What testing checks¶
TestGen includes 48 test types spanning six data quality dimensions: accuracy, completeness, consistency, timeliness, uniqueness, and validity. Tests range from simple checks (are required values present? do zip codes match a valid format?) to statistical comparisons (has the average shifted significantly from baseline? has the distribution changed?).
Each test targets a specific column or table and evaluates it against thresholds derived from profiling results. For the full catalog of test types, see TestGen Test Types.
How testing works¶
Testing is organized around test suites, test definitions, and test runs:
- Test suite — A named collection of tests associated with a table group. You generate tests into a suite, and each execution of the suite produces a test run.
- Test definition — An individual test within a suite, specifying the test type, target table and column, thresholds, and parameters. Definitions can be auto-generated from profiling results or created manually.
- Test run — A single execution of all active tests in a suite. Each run produces a set of results with one of five statuses:
- Passed — The data meets the test criteria.
- Warning — The data does not meet the test criteria, but the test severity is set to warn rather than fail.
- Failed — The data does not meet the test criteria.

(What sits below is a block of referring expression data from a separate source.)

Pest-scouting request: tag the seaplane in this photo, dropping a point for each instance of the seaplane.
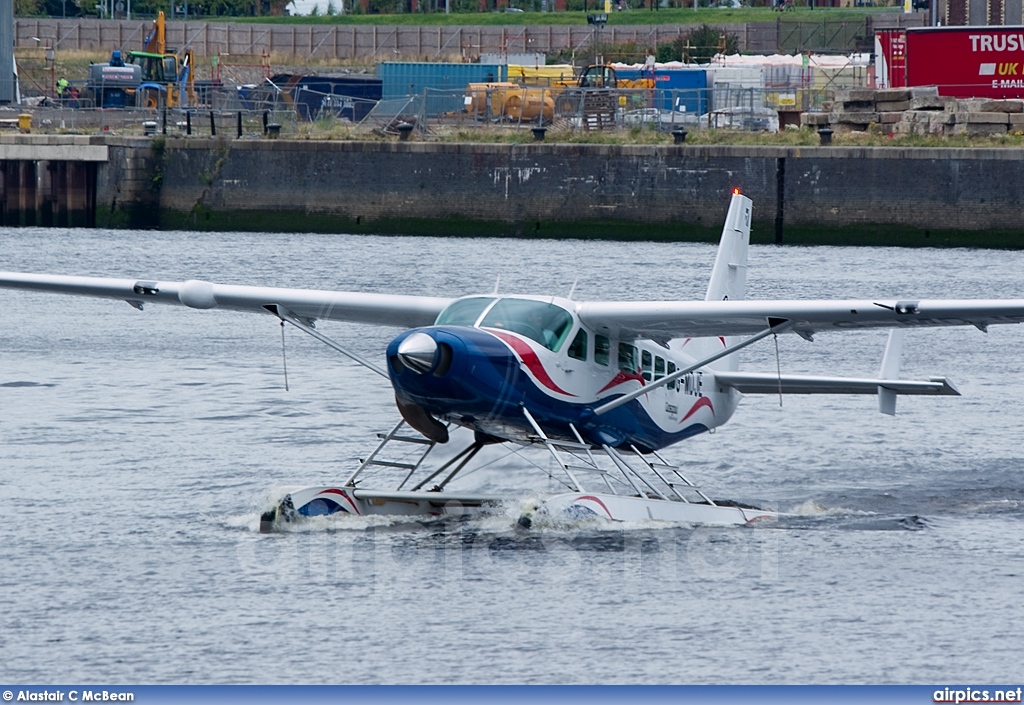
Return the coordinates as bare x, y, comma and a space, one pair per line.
601, 387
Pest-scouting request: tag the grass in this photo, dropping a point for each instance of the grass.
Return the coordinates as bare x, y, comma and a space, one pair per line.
331, 129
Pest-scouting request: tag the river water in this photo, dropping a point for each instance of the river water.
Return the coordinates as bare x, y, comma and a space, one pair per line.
137, 450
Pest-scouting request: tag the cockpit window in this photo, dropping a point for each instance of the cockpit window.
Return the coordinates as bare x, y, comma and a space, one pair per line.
545, 323
465, 312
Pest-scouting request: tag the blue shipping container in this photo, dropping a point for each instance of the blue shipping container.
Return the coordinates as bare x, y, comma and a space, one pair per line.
684, 90
446, 81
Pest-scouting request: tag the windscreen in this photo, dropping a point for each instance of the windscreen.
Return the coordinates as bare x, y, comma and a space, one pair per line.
465, 312
544, 323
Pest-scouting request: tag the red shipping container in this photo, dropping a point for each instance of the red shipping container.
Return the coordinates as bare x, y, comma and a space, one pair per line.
963, 61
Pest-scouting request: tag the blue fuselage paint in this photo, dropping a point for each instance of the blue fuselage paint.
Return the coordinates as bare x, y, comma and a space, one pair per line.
485, 388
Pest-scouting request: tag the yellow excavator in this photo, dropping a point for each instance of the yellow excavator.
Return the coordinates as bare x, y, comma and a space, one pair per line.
537, 89
168, 79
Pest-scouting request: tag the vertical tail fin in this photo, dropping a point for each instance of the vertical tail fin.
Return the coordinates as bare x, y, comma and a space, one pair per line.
728, 279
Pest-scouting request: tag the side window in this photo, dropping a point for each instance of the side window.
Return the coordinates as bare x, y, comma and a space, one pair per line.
647, 361
602, 348
628, 358
578, 348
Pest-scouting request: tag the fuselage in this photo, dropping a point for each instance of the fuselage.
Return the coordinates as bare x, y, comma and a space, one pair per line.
488, 358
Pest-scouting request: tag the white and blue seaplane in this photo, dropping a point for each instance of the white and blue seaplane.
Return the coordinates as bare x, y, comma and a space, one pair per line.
601, 385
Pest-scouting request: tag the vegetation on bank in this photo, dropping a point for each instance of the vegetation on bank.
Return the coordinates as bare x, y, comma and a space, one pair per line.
464, 12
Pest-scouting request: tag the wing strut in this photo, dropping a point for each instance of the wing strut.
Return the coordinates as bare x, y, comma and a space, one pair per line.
288, 317
775, 326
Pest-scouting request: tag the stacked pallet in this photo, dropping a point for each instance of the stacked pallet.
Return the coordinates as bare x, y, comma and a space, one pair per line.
916, 111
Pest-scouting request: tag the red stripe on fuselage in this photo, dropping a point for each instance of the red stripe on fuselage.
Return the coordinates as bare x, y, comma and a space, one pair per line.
529, 359
700, 403
343, 494
595, 499
622, 378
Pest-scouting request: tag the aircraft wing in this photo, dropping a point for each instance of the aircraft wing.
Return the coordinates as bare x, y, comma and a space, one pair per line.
768, 383
668, 320
388, 309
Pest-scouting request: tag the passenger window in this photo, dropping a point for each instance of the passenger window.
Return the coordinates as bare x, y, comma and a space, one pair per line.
628, 358
578, 348
602, 347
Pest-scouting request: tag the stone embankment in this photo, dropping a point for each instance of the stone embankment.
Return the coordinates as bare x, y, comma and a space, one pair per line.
916, 111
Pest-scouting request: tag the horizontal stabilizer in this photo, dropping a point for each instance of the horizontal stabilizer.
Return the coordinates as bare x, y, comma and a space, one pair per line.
768, 383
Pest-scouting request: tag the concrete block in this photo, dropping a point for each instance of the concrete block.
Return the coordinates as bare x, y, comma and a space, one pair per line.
859, 118
855, 95
984, 129
814, 119
892, 94
853, 106
983, 118
892, 106
929, 102
847, 127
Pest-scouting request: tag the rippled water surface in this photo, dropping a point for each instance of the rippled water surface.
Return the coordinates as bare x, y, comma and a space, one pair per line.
137, 449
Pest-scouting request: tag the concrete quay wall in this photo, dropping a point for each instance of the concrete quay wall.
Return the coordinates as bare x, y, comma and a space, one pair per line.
801, 195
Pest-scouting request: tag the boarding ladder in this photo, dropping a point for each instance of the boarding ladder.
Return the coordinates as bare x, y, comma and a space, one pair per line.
630, 472
410, 463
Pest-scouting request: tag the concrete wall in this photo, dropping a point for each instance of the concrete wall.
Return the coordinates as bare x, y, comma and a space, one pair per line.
819, 195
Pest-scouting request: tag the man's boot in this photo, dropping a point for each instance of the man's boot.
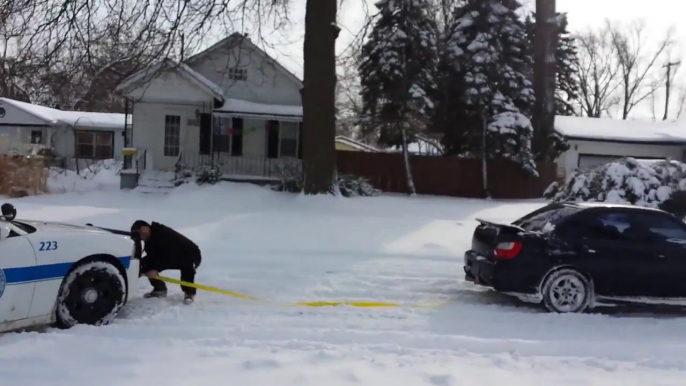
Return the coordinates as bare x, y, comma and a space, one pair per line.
156, 294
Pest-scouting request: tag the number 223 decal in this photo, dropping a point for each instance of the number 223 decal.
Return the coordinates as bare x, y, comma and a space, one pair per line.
48, 246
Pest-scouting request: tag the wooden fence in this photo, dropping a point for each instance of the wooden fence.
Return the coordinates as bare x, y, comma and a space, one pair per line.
446, 176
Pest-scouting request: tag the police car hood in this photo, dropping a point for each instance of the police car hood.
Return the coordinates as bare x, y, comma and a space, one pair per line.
50, 226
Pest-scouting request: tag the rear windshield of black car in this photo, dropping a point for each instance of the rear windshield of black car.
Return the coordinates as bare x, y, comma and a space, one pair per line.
538, 221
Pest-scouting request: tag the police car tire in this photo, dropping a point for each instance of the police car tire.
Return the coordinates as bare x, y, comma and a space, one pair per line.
92, 293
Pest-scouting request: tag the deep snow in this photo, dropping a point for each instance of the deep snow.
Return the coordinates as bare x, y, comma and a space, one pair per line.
293, 248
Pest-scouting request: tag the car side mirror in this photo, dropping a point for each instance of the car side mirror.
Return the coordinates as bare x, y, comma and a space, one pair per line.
4, 232
9, 212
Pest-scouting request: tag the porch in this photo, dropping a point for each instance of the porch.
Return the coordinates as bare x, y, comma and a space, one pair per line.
243, 167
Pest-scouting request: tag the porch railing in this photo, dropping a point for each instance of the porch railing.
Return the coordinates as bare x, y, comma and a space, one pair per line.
247, 166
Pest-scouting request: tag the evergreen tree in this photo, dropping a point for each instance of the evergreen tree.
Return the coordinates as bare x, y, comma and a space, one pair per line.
488, 51
567, 59
397, 74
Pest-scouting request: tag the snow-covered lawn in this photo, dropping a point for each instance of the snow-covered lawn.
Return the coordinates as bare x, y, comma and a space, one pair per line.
293, 248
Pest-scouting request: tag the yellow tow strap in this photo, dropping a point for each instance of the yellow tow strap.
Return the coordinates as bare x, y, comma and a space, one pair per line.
302, 304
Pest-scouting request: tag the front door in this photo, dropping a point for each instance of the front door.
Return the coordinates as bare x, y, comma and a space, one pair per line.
617, 262
17, 262
666, 237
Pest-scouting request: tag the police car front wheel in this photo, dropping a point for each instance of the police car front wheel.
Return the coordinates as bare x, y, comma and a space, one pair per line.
93, 294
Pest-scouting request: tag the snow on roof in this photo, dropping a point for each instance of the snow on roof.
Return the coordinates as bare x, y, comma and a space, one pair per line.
202, 80
263, 109
71, 118
620, 130
355, 144
148, 73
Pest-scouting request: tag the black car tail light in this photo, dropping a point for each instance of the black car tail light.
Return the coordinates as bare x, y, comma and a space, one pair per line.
508, 250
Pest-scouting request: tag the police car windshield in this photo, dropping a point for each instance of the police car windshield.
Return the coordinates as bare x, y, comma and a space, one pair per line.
25, 227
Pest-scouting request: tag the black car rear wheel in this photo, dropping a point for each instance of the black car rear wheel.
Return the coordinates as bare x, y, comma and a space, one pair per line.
566, 291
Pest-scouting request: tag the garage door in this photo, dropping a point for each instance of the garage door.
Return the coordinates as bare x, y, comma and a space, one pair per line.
588, 161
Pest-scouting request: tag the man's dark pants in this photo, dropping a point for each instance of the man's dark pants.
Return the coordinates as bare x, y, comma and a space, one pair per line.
187, 275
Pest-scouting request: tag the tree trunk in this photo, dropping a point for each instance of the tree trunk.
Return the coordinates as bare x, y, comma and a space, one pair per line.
545, 43
319, 97
406, 156
484, 154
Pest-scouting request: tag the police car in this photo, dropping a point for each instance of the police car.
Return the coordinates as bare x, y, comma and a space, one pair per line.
55, 273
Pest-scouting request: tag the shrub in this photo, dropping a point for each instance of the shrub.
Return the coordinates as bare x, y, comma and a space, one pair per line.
351, 186
208, 174
625, 181
21, 176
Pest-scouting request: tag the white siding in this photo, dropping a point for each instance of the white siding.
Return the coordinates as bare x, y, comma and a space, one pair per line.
170, 87
15, 116
14, 138
264, 83
568, 161
148, 131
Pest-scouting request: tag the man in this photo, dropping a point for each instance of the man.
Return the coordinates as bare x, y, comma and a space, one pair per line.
166, 249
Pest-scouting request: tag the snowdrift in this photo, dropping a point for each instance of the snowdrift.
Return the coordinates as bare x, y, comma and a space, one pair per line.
625, 181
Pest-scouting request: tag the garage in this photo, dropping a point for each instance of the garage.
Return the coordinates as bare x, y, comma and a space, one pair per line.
589, 161
596, 141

- Error — The test could not execute (for example, a missing table or permission issue).
- Log — An informational result recorded for reference.
How testing supports your data quality workflow¶
Testing connects to several other features in TestGen:
- Profiling — Profiling discovers the characteristics of your data, and test generation uses those characteristics to create tests with appropriate thresholds.
- Quality scores — Test results contribute to the data quality scores visible on the Quality Dashboard, giving you a high-level view of data quality across your project.
- Notifications — Set up email alerts to be notified when test runs complete or when failures are detected. See Notifications for configuration details.
- Observability — Export test results to DataKitchen's DataOps Observability for centralized monitoring. See Connect to Observability.
When to run tests¶
Best practice is to run tests on a regular schedule — for example, weekly or after each data pipeline refresh — so that issues are detected close to when they occur. You can schedule test runs to execute automatically during off-hours, with results ready for you to review during working hours.
Regenerate tests every few weeks or when your data has evolved, so that test criteria stay aligned with current data characteristics.
Getting started¶
To start testing, you need a test suite with generated or manually defined tests. See Run Tests for execution steps, and Investigate Test Results to review your results and take action on findings.